Перед подъездом стояла грузная телега ломовика, и дремала, отставив ногу и жуя отвислыми губами, огромная худая лошадь со страдальческими добрыми глазами. От дверей до телеги дорожкой желтела раздерганная солома и валялись рогожки с бечевками. Дворник и ломовой, дюжие и равнодушные ко всему люди, пыхтя, тащили из прихожей сундук, а сам старый Зек, торопливый и седенький старичок, похожий на старого воробья, красный и раздраженный, суетился возле них.
– Осторожней, осторожней! – кричал он и, увидев в дверях длинную оторопелую фигуру Сливина, сердито вскрикнул: – А!.. А мы вот бежим… На старости лет!.. Скажите, Виталий Федорович, что же это такое?..
И старый Зек, ершась, как сердитый воробей, наскакивая и возмущаясь, стал говорить о том, что революционеры ни в грош не ставят чужой жизни, и что это подло.
– К чему же тогда возмущаться правительством?.. Я не черносотенец, я отлично все понимаю, но с какой стати страдать мирным жителям?.. Ну пусть они сами идут на смерть, на виселицу, куда угодно, пусть они святые, но мы-то тут при чем?..
Сливин, сняв картуз и, неловко опустив руки, уныло торчал посреди чемоданов, рогож, соломы и перевернутой мебели и молчал. Он всегда мог говорить только с людьми, в которых был уверен, что они думают как раз в том же духе, как и он. Старый же Зек всегда был ему чужой, и Сливин, как мальчик, боялся его и терялся в его присутствии.
– Нам хочется жить не менее, чем вам, – недоуменно и злобно кипятился старый человек, – мы не виноваты, что одни люди плохо живут, а другие хорошо, и это всегда будет… И согласитесь сами, наконец, что из того, что одним плохо, вовсе не значит, что и те должны страдать, которым живется недурно и которым…

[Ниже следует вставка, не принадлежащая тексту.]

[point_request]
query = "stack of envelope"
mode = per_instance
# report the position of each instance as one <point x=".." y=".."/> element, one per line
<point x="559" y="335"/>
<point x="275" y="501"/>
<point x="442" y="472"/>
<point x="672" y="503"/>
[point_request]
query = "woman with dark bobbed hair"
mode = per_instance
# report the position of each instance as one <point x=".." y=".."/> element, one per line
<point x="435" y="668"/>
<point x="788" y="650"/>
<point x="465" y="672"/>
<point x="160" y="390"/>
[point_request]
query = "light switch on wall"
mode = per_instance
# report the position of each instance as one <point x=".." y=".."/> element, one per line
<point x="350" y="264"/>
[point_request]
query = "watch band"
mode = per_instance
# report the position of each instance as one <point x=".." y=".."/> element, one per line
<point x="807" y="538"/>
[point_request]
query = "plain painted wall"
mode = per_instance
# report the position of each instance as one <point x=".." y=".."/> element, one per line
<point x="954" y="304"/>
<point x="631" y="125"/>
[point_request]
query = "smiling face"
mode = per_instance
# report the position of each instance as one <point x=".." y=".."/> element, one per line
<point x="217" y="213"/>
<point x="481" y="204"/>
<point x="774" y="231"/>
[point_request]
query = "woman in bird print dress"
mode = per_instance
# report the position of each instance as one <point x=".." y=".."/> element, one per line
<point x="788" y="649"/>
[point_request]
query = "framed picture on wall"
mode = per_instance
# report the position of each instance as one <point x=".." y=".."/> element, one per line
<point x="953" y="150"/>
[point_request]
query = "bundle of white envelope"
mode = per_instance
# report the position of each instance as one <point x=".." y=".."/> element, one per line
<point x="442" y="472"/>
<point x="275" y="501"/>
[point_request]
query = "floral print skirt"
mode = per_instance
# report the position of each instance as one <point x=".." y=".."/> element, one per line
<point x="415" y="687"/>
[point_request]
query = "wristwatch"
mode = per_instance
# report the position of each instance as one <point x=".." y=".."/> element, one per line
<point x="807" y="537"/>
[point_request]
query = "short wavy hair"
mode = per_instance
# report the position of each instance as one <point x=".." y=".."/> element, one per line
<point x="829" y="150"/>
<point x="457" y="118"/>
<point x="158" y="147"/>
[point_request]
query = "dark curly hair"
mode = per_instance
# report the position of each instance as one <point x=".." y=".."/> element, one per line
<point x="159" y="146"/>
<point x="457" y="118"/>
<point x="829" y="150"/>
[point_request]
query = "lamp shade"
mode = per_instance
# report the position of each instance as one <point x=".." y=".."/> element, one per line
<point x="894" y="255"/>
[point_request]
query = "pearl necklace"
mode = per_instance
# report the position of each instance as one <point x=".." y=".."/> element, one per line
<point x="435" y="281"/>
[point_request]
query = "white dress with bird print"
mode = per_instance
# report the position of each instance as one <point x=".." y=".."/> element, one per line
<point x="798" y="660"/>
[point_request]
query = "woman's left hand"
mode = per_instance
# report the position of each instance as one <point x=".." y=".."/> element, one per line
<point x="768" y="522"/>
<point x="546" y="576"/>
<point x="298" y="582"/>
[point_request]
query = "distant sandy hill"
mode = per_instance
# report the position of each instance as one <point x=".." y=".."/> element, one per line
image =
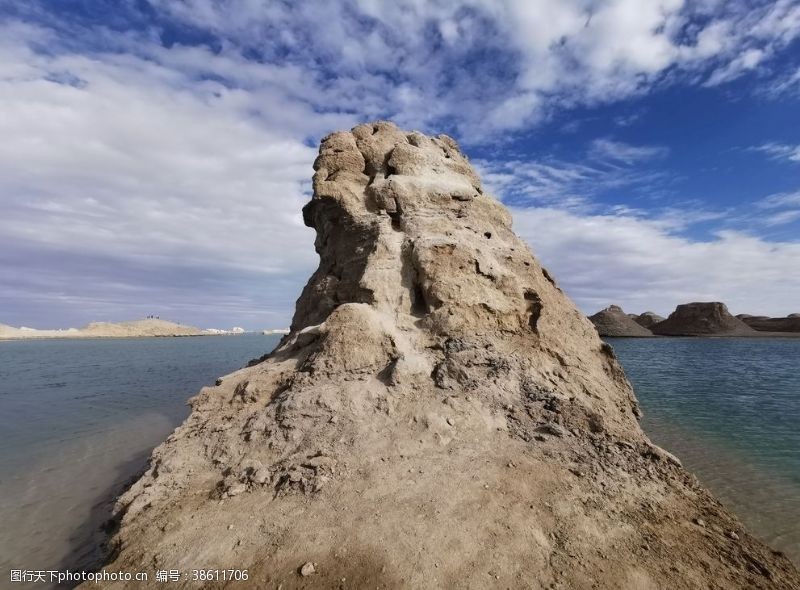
<point x="134" y="329"/>
<point x="790" y="323"/>
<point x="702" y="319"/>
<point x="612" y="321"/>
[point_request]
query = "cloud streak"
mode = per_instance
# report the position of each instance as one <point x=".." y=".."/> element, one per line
<point x="141" y="168"/>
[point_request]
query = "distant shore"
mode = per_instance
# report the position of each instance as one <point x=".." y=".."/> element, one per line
<point x="146" y="328"/>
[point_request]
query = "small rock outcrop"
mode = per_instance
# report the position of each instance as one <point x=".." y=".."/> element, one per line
<point x="702" y="319"/>
<point x="441" y="415"/>
<point x="790" y="323"/>
<point x="612" y="321"/>
<point x="648" y="319"/>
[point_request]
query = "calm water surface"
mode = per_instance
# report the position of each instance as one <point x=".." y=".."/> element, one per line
<point x="730" y="409"/>
<point x="78" y="418"/>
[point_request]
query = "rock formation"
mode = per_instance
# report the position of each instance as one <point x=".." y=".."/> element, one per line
<point x="441" y="415"/>
<point x="150" y="327"/>
<point x="648" y="319"/>
<point x="702" y="319"/>
<point x="790" y="323"/>
<point x="612" y="321"/>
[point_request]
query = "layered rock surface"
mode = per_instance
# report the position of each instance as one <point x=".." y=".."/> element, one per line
<point x="150" y="327"/>
<point x="441" y="415"/>
<point x="612" y="321"/>
<point x="702" y="319"/>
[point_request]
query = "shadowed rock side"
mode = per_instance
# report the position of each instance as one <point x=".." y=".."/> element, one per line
<point x="702" y="319"/>
<point x="648" y="319"/>
<point x="441" y="415"/>
<point x="612" y="321"/>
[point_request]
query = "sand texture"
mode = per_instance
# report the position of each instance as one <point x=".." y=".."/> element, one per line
<point x="440" y="416"/>
<point x="612" y="321"/>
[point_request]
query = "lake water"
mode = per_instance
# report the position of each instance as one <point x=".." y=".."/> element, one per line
<point x="79" y="418"/>
<point x="729" y="408"/>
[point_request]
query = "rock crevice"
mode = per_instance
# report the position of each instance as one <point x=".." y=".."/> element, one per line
<point x="441" y="415"/>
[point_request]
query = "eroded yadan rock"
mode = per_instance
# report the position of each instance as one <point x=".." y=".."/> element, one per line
<point x="441" y="415"/>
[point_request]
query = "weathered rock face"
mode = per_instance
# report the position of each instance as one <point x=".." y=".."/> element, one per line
<point x="441" y="415"/>
<point x="648" y="319"/>
<point x="702" y="319"/>
<point x="612" y="321"/>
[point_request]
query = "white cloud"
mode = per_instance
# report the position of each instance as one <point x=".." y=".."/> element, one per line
<point x="780" y="151"/>
<point x="641" y="265"/>
<point x="781" y="200"/>
<point x="176" y="174"/>
<point x="138" y="165"/>
<point x="626" y="153"/>
<point x="535" y="57"/>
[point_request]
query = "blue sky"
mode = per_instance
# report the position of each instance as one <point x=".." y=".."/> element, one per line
<point x="157" y="153"/>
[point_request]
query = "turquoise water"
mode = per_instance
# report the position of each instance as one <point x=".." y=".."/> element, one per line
<point x="78" y="418"/>
<point x="730" y="409"/>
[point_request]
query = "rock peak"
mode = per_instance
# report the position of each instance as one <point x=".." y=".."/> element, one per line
<point x="412" y="250"/>
<point x="439" y="412"/>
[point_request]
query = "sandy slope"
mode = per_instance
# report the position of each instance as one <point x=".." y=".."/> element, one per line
<point x="440" y="416"/>
<point x="138" y="328"/>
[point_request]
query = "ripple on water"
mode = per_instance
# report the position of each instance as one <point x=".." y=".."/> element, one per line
<point x="729" y="408"/>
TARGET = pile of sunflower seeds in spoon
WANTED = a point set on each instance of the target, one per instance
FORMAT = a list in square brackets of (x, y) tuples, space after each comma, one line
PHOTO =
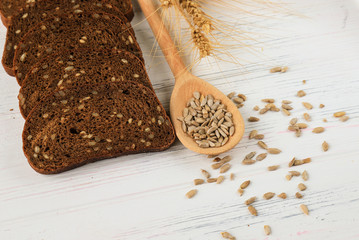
[(207, 121)]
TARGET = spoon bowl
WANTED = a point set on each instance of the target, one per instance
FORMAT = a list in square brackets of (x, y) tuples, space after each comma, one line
[(186, 84), (182, 92)]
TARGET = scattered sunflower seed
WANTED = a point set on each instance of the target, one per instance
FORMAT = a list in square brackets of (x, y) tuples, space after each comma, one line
[(339, 114), (191, 193), (267, 230), (250, 200), (240, 191), (304, 209), (252, 134), (225, 168), (262, 145), (307, 117), (282, 195), (220, 179), (344, 118), (198, 181), (205, 173), (307, 105), (253, 119), (231, 95), (274, 150), (301, 93), (259, 136), (318, 130), (211, 180), (261, 156), (250, 155), (273, 168), (245, 184), (298, 195), (268, 100), (248, 161), (268, 195), (305, 175), (227, 235), (302, 187), (252, 210), (325, 146)]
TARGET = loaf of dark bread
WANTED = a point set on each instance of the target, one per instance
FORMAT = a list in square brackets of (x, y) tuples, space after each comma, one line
[(69, 69), (76, 126), (10, 8), (29, 17), (97, 30)]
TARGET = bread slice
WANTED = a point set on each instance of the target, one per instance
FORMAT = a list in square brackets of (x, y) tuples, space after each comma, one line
[(68, 69), (10, 8), (28, 18), (76, 126), (97, 30)]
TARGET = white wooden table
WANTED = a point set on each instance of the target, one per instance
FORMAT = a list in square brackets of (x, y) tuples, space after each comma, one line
[(143, 196)]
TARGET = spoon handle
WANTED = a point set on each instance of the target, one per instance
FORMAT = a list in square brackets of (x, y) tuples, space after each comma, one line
[(163, 38)]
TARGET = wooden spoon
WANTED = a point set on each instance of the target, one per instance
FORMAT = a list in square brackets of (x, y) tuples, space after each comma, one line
[(185, 84)]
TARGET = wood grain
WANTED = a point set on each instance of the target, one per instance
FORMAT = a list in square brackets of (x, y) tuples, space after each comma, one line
[(143, 196)]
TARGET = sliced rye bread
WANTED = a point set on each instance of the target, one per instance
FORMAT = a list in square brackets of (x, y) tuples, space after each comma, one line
[(96, 30), (10, 8), (97, 122), (26, 19), (69, 69)]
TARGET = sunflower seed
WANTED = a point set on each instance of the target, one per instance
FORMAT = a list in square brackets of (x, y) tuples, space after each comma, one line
[(298, 195), (198, 181), (307, 117), (301, 93), (305, 175), (225, 168), (263, 110), (273, 168), (227, 235), (261, 156), (307, 105), (325, 146), (253, 119), (282, 195), (231, 95), (248, 161), (304, 209), (344, 118), (211, 180), (191, 193), (250, 200), (252, 210), (294, 173), (250, 155), (252, 134), (339, 114), (240, 191), (318, 130), (274, 150), (262, 145), (268, 195), (267, 230), (205, 173), (245, 184), (293, 121)]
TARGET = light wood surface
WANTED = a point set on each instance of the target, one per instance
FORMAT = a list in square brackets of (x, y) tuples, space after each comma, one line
[(186, 84), (143, 196)]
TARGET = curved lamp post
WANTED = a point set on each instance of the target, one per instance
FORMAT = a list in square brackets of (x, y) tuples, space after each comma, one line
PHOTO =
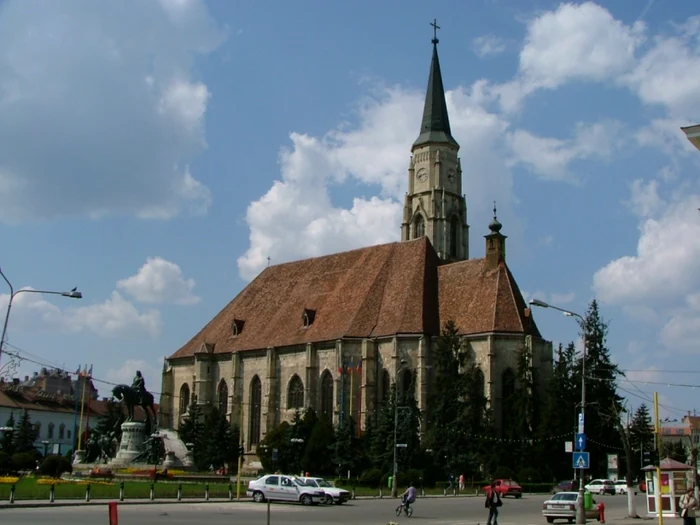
[(580, 507), (73, 294)]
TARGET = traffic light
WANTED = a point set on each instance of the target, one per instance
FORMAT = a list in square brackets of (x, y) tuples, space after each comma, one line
[(650, 457)]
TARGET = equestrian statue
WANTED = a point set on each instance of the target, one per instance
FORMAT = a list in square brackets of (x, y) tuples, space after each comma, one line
[(136, 395)]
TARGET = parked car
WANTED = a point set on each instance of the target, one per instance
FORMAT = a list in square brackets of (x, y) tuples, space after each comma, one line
[(563, 506), (622, 488), (333, 494), (274, 487), (601, 486), (564, 486), (506, 487)]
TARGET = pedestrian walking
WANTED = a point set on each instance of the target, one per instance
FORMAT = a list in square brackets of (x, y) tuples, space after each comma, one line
[(493, 501), (688, 505)]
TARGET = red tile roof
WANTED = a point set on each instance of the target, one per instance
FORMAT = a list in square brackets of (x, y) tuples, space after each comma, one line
[(396, 288)]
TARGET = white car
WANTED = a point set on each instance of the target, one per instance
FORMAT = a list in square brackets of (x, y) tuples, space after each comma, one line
[(601, 486), (333, 494), (274, 487), (563, 506), (622, 488)]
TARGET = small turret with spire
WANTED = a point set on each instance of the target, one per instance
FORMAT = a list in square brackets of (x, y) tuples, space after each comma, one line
[(495, 242)]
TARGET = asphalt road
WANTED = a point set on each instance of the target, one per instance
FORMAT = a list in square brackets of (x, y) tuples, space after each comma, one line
[(433, 511)]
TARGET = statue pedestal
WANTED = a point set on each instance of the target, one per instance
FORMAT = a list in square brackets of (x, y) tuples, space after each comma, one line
[(132, 442)]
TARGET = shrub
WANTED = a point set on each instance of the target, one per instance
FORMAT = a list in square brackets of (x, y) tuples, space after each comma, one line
[(54, 466), (371, 478)]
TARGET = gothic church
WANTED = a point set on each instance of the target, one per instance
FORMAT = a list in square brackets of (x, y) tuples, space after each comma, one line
[(334, 332)]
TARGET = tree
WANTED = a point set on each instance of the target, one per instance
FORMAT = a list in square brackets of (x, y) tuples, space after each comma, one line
[(6, 439), (191, 432), (25, 434), (558, 414)]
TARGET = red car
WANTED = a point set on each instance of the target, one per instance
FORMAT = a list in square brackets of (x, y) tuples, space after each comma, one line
[(506, 487)]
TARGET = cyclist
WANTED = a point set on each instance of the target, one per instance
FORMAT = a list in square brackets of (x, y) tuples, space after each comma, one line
[(409, 496)]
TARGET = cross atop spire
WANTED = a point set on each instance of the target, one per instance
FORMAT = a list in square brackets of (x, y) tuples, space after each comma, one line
[(435, 28)]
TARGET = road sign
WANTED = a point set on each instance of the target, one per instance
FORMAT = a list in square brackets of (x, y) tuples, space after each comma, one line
[(581, 460)]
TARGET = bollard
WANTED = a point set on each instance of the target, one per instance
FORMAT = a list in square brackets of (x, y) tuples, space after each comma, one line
[(113, 516)]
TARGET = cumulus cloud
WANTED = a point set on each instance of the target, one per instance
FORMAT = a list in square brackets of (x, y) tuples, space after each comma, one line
[(99, 111), (113, 316), (159, 281), (488, 45)]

Седые волосы торчали ежиком, и маленькие старые глазки блестели тревожно и злобно, как у сердитого зверька, неожиданно выгнанного из норки.
Сливин все-таки уныло молчал. По его мнению, прямому и непоколебимому, старый Зек был неправ, отстал и совершенно не понимал жизни. Сливин знал и почему он именно неправ, но возражения как-то нерешительно путались у него на языке, быстро и ярко возникая в мозгу при каждом слове Зека и бесследно исчезая при попытке их высказать. И притом он всегда боялся сказать что-нибудь нетактичное и кого-нибудь обидеть.
– Видите ли… это не совсем так… – изо всей силы стараясь выразиться безобиднее и деликатнее, заговорил он, – дело в том, что если одним плохо жить, то это потому, что в этом… именно потому, что другим чересчур хорошо и, конечно, доля вины есть и на них… хотя…
По обыкновению, он сам перебил себя, потому что почувствовал неудобство и бесполезность слов ввиду благосостояния и полной обеспеченности самого Зека. И ему было как-то неловко и чудно, что эта старая воробьиная жизнь так крепко и цепко держится за свое.